Metadata-Version: 2.4
Name: schemic
Version: 1.1.0
Summary: Simplify using Pydantic models with LLMs in a type-safe way
Home-page: https://github.com/reedgraff/schemic
Author: Reed Graff
Author-email: rangergraff@gmail.com
Classifier: Programming Language :: Python :: 3
Classifier: License :: OSI Approved :: MIT License
Classifier: Operating System :: OS Independent
Requires-Python: >=3.8
Description-Content-Type: text/markdown
License-File: LICENSE
Requires-Dist: pydantic>=2.0.0
Dynamic: author
Dynamic: author-email
Dynamic: classifier
Dynamic: description
Dynamic: description-content-type
Dynamic: home-page
Dynamic: license-file
Dynamic: requires-dist
Dynamic: requires-python
Dynamic: summary

# Schemic

[![PyPI version](https://badge.fury.io/py/schemic.svg)](https://badge.fury.io/py/schemic)
[![License: MIT](https://img.shields.io/badge/License-MIT-yellow.svg)](https://opensource.org/licenses/MIT)

## The Problem

OpenAI's structured output API allows you to specify a JSON schema for the model's response, ensuring predictable output. However, generating a compatible schema from standard Pydantic models presents several challenges:

1.  **Strict Requirements:** OpenAI imposes specific constraints not typical in standard JSON Schema usage:
    *   `additionalProperties` must often be `False`.
    *   `required` fields must be explicitly listed for all properties within an object (with some exceptions for dictionary-like objects).
    *   `default` values are disallowed.
    *   Certain types or keywords like `format: date-time` or `oneOf` are forbidden.
    *   `$ref` objects cannot have sibling keywords.
    *   `anyOf` choices requires unique first keys.
2.  **Manual Conversion:** Developers often resort to manually creating separate, simplified schemas or writing complex conversion logic to bridge the gap between their application's Pydantic models and OpenAI's requirements.
3.  **Workflow Complexity:** This leads to duplicated model definitions, increased maintenance overhead, and potential inconsistencies.

## Schemic's Solution

Schemic simplifies using Pydantic models with OpenAI's structured output by providing a `SchemicModel` base class.

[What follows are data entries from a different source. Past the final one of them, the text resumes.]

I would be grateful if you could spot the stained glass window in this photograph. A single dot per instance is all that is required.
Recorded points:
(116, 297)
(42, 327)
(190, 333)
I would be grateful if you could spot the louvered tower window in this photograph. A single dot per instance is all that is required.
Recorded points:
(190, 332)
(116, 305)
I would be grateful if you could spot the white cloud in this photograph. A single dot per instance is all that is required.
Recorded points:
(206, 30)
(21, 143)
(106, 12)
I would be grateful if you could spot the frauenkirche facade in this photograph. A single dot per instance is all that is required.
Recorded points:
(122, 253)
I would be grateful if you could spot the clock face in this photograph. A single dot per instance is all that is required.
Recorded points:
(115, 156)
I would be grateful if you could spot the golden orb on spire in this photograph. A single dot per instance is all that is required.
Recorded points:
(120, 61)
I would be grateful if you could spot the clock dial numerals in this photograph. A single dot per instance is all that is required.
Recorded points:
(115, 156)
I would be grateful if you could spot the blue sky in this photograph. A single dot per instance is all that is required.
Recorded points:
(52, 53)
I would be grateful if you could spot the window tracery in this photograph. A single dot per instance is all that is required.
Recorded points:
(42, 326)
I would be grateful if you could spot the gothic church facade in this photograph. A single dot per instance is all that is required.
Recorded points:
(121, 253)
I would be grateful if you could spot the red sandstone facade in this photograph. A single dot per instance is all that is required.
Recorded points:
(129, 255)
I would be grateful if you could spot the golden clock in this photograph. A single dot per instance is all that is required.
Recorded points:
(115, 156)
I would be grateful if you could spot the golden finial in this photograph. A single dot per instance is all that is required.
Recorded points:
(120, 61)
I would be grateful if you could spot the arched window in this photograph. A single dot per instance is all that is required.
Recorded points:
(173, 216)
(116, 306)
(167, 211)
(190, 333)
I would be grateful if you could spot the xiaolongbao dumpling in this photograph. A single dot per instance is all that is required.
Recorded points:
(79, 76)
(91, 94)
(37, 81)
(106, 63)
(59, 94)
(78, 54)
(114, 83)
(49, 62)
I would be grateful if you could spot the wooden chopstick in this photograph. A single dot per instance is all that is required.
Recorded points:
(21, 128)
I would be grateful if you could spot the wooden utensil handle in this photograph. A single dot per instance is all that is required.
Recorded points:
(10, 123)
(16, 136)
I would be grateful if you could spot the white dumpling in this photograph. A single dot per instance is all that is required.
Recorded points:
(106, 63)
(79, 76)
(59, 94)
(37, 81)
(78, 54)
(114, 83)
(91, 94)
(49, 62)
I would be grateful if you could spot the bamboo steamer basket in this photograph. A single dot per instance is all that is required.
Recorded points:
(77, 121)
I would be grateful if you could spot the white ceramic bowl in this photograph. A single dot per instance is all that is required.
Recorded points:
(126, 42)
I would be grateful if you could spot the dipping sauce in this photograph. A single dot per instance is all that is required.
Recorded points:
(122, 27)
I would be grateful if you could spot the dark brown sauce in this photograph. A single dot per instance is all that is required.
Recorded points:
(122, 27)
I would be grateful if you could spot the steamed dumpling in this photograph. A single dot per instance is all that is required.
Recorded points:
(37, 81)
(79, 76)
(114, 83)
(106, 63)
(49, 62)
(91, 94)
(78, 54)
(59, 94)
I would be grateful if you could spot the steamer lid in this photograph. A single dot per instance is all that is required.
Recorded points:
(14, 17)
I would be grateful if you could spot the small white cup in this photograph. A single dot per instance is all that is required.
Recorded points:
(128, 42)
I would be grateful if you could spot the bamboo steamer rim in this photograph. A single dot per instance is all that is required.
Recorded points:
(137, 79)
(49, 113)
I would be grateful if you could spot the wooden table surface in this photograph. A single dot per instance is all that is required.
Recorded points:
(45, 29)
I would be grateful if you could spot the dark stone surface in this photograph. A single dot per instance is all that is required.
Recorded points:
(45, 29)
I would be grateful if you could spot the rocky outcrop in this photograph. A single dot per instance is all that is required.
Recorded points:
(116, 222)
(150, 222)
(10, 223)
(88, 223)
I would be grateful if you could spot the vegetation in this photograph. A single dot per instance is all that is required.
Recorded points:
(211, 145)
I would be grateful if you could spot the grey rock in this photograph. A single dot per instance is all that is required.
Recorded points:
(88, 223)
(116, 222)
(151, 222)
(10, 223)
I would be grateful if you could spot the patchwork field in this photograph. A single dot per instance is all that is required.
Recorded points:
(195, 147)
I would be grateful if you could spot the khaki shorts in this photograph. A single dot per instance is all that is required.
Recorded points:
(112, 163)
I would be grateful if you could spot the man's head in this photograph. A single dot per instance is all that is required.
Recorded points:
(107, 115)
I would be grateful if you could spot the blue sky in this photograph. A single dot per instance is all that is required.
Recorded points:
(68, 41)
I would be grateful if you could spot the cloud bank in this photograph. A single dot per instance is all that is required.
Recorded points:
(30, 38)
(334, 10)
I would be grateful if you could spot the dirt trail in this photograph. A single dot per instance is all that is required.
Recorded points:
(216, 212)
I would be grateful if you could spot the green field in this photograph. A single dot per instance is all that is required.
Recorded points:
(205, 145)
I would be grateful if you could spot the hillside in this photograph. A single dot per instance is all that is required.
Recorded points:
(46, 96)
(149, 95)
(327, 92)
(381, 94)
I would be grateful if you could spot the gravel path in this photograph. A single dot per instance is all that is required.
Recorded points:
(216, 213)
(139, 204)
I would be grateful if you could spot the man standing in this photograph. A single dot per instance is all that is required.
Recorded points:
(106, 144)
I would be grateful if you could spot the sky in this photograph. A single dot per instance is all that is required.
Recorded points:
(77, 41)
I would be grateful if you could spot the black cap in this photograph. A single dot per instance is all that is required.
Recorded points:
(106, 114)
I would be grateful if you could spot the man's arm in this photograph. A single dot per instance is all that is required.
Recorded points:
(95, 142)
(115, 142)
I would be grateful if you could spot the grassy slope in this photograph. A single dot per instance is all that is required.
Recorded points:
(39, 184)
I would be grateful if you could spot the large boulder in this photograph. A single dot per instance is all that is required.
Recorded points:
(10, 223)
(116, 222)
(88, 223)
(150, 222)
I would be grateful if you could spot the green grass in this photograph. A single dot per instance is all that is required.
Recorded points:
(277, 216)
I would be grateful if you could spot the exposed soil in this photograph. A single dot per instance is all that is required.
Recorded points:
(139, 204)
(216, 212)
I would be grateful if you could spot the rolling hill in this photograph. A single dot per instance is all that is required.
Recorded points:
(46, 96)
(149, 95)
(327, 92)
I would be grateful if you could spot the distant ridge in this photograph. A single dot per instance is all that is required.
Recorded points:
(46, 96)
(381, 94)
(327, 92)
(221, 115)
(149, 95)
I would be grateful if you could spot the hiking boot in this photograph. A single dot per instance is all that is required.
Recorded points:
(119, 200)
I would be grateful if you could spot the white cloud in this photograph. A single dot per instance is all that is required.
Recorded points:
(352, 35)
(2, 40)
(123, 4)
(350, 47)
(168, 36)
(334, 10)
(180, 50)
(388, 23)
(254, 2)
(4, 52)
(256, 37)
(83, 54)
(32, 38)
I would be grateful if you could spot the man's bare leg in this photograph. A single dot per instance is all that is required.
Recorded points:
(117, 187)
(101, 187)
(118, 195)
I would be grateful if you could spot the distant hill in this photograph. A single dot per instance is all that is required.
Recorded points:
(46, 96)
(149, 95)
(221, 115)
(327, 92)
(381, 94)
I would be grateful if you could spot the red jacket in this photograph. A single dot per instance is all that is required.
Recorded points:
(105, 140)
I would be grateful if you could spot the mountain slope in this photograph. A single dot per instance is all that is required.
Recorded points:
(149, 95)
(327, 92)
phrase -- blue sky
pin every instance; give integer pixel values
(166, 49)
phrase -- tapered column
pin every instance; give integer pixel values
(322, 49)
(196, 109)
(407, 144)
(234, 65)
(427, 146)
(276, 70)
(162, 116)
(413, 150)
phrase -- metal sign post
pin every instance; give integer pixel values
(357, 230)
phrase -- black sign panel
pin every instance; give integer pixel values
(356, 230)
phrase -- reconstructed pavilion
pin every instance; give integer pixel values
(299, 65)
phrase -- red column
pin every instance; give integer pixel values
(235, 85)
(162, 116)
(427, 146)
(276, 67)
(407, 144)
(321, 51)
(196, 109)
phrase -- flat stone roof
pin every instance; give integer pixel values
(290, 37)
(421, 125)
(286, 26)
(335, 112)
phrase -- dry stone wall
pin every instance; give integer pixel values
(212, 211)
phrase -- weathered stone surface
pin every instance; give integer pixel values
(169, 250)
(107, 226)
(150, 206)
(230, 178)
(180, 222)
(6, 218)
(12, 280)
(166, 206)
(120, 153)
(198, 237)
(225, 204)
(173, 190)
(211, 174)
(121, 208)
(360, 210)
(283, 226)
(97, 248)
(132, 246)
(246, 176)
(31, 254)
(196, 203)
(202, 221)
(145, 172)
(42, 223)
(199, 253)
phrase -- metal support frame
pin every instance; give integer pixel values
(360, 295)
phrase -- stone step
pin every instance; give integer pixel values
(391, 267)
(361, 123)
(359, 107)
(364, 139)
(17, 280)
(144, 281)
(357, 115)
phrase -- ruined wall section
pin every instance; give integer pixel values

1.  **Inherit:** Define your data structures by inheriting from `SchemicModel` instead of Pydantic's `BaseModel`.
2.  **Generate:** Use the `YourModel.schemic_schema()` class method. This method automatically:
    *   Generates the JSON schema from your Pydantic model.
    *   Recursively modifies the schema to comply with OpenAI's strict requirements (handling `additionalProperties`, `required`, `default`, disallowed keywords, etc.).
    *   Wraps the schema in the necessary format (`{"type": "json_schema", "json_schema": {...}}`) for the OpenAI API.
3.  **Use:** Pass the generated schema directly to the `response_format` parameter in your OpenAI API call.
4.  **Parse:** Instantiate your `SchemicModel` directly from the OpenAI response dictionary (`YourModel(**response_dict)`), leveraging Pydantic's built-in parsing.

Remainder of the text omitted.